On the effect of thalidomide on Mycobacterium avium subspecies paratuberculosis in culture

Abstract

Without known mechanisms of action, thalidomide is used to treat a variety of non-malignant 'idiopathic' diseases. There is increasing concern that Mycobacterium avium subspecies paratuberculosis (MAP) may be zoonotic. Recently, methotrexate, azathioprine, 6-mercaptopurine (6-MP), 5-aminosalicylic acid (5-ASA), cyclosporine A, rapamycin, and tacrolimus have been shown to inhibit MAP growth in culture, indicating that, unknowingly, MAP infections may have been treated for decades. We herein test the hypothesis that thalidomide may inhibit MAP growth. Using the radiometric 14CO2 (Bactec) system we quantified growth kinetics of thalidomide (+/-), (+), and (-) and two components for thalidomide, phthalimide and 1-hydroxypiperidine-2,6-dione (HPD).
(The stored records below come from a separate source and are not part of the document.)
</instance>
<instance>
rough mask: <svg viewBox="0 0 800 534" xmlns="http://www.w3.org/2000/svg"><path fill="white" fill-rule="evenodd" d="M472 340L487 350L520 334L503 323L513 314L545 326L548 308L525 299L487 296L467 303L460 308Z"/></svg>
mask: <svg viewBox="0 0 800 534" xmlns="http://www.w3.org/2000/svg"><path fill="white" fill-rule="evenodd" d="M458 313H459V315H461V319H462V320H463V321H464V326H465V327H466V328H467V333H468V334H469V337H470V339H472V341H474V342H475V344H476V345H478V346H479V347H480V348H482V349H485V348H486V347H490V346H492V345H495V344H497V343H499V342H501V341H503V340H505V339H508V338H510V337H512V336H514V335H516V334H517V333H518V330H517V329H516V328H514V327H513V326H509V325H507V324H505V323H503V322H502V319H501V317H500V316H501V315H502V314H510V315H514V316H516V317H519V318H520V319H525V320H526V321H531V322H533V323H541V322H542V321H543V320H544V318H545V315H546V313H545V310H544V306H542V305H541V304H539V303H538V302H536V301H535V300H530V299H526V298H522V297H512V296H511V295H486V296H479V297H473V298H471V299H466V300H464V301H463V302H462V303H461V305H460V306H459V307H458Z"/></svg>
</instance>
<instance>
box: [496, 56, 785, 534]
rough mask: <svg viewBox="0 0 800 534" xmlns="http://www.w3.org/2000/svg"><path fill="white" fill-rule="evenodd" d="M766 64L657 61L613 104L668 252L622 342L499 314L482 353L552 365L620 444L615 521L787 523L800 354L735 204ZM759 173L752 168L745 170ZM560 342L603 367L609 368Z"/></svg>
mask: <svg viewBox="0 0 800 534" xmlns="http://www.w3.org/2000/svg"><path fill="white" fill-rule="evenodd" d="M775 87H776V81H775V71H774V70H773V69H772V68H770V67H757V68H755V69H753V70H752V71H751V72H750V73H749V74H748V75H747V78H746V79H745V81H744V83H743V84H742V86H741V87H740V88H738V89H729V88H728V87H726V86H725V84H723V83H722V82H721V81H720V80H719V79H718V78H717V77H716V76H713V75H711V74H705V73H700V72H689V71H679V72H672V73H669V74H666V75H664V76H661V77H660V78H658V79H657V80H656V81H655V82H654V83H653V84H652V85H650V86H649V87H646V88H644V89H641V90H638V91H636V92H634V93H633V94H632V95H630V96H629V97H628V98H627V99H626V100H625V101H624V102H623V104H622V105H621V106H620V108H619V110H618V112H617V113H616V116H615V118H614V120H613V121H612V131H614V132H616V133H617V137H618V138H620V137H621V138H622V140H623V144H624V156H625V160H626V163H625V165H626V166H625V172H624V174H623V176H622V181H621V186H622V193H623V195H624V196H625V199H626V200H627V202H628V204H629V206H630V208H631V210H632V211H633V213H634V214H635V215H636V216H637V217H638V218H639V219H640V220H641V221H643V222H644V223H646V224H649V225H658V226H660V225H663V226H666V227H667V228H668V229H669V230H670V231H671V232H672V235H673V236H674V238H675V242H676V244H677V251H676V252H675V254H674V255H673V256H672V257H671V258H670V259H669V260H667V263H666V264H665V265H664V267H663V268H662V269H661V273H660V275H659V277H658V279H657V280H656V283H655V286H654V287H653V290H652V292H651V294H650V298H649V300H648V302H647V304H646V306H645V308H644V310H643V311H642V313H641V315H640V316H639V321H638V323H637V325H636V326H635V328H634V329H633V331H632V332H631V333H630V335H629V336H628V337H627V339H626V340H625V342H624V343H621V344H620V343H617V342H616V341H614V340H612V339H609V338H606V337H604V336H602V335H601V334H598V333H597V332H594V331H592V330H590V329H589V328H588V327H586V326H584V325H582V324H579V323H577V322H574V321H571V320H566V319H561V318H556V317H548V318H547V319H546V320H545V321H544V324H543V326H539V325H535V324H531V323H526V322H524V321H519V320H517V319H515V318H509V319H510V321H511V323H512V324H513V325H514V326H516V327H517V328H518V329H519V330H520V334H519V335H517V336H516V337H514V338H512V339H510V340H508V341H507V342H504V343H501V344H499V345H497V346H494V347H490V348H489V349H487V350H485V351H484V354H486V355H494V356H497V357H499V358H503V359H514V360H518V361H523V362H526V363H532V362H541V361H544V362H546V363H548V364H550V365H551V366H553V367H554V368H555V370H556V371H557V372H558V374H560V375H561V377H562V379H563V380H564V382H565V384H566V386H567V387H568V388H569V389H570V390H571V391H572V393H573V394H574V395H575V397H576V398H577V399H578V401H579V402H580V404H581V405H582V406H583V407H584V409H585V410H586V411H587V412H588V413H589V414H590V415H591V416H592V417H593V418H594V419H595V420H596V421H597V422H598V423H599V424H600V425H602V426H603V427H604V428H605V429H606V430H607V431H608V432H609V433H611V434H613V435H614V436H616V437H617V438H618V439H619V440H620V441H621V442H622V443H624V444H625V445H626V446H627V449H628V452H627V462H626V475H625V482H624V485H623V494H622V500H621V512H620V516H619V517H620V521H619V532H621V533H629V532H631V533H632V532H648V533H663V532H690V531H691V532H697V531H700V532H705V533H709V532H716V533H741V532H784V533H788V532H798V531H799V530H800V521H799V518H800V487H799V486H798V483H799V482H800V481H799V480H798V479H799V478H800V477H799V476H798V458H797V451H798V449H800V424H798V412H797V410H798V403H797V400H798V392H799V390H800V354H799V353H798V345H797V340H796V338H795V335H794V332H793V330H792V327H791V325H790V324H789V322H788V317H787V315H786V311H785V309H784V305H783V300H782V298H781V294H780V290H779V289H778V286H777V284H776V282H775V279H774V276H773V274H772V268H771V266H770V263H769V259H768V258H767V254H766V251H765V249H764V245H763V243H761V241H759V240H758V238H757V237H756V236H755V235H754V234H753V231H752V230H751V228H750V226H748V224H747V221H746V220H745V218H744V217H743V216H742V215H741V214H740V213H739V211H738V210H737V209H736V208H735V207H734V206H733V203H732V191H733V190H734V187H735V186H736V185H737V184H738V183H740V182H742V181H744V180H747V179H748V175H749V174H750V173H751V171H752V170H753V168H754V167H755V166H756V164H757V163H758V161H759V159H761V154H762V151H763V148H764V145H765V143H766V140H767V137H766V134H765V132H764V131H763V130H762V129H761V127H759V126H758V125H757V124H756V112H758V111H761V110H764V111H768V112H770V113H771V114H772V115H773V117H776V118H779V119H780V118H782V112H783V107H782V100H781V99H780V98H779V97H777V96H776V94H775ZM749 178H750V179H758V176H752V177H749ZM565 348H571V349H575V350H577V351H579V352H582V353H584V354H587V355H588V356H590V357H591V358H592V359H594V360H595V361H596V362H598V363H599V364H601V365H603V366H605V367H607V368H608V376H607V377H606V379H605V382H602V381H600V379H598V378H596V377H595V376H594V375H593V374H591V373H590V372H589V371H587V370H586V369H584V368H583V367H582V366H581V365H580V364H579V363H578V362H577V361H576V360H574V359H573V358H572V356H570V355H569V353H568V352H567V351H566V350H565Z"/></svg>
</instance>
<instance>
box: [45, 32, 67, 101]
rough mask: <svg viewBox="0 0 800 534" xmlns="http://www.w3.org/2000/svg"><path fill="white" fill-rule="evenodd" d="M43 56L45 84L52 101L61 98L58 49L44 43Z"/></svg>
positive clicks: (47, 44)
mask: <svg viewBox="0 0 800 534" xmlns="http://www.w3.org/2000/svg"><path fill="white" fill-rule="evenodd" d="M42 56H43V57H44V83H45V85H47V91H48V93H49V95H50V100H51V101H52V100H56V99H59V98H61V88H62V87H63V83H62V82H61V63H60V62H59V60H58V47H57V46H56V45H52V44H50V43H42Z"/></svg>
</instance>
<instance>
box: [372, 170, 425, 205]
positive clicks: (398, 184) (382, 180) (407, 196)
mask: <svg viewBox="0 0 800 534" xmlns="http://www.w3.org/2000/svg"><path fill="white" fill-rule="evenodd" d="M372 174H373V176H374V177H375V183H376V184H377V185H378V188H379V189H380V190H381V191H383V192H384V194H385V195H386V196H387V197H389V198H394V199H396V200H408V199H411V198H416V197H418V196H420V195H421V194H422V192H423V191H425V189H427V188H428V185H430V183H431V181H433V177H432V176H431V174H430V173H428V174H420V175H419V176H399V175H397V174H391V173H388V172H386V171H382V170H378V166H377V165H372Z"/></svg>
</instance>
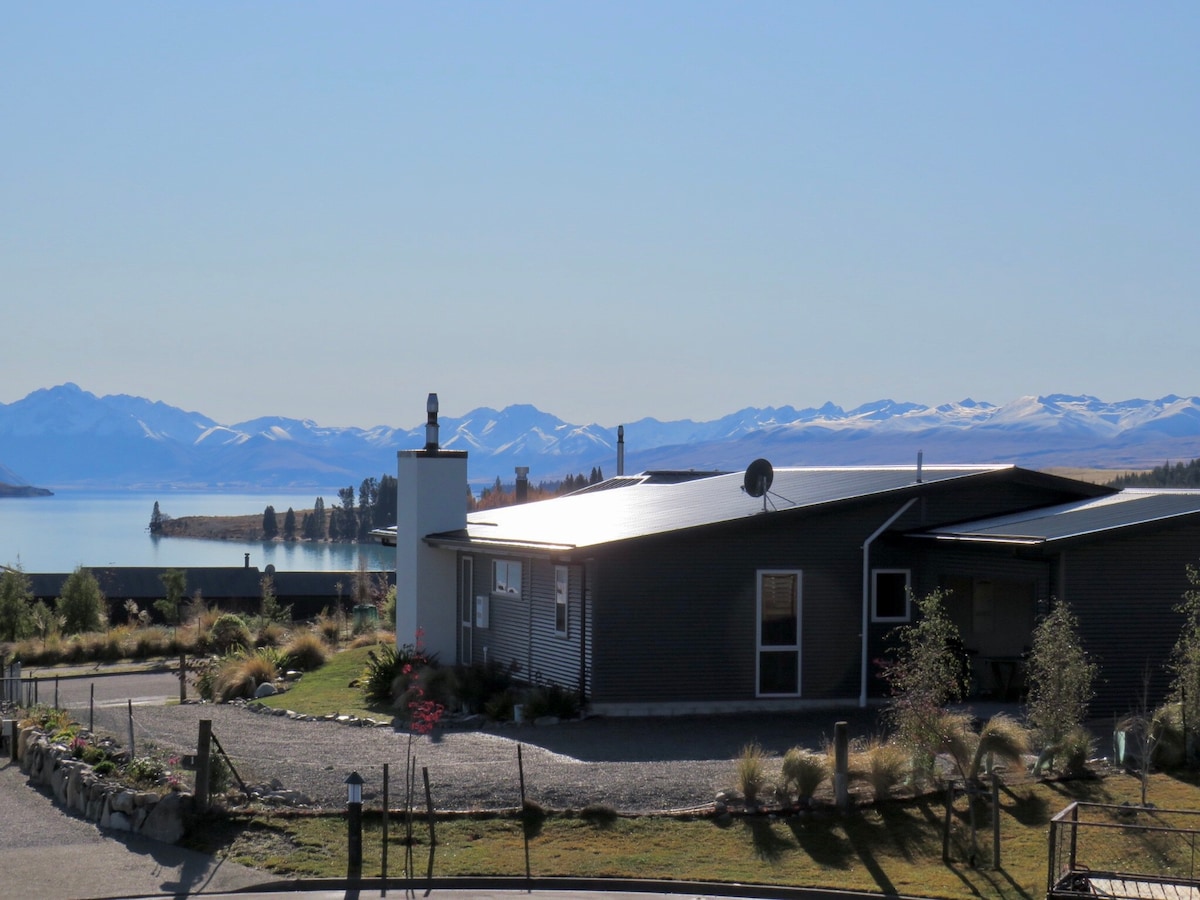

We studied four MAP strains (three human isolates, 'Ben', 'Dominic', and UCF-4, and a bovine MAP isolate 19698) and three mycobacterial controls (Mycobacterium avium and bacillus Calmette-Guérin (BCG)). Growth was quantified as growth index (GI) and inhibition as percent decrease in cumulative GI (%-DeltacGI). Phthalimide had no dose-dependent inhibition on any strain. Neither thalidomide nor HPD inhibited M. avium or BCG. MAP inhibition varied; at 64 microg/ml, amongst human isolates, Dominic was most susceptible: thalidomide (+)=58%-DeltacGI and HPD=46%-DeltacGI. UCF-4 was next: thalidomide (-)=37%-DeltacGI and HPD=40%-DeltacGI. Ben was least susceptible: HPD=24%-DeltacGI. We have shown, in culture, the heretofore-undescribed inhibition of MAP growth by thalidomide and its enantiomers. Phthalimide was found to have no anti-MAP activity, whereas HPD was found to inhibit MAP growth. These data are compatible with the hypothesis that thalidomide, like other 'anti-inflammatories' and 'immunomodulators' may act, in part, as an anti-MAP antibiotic.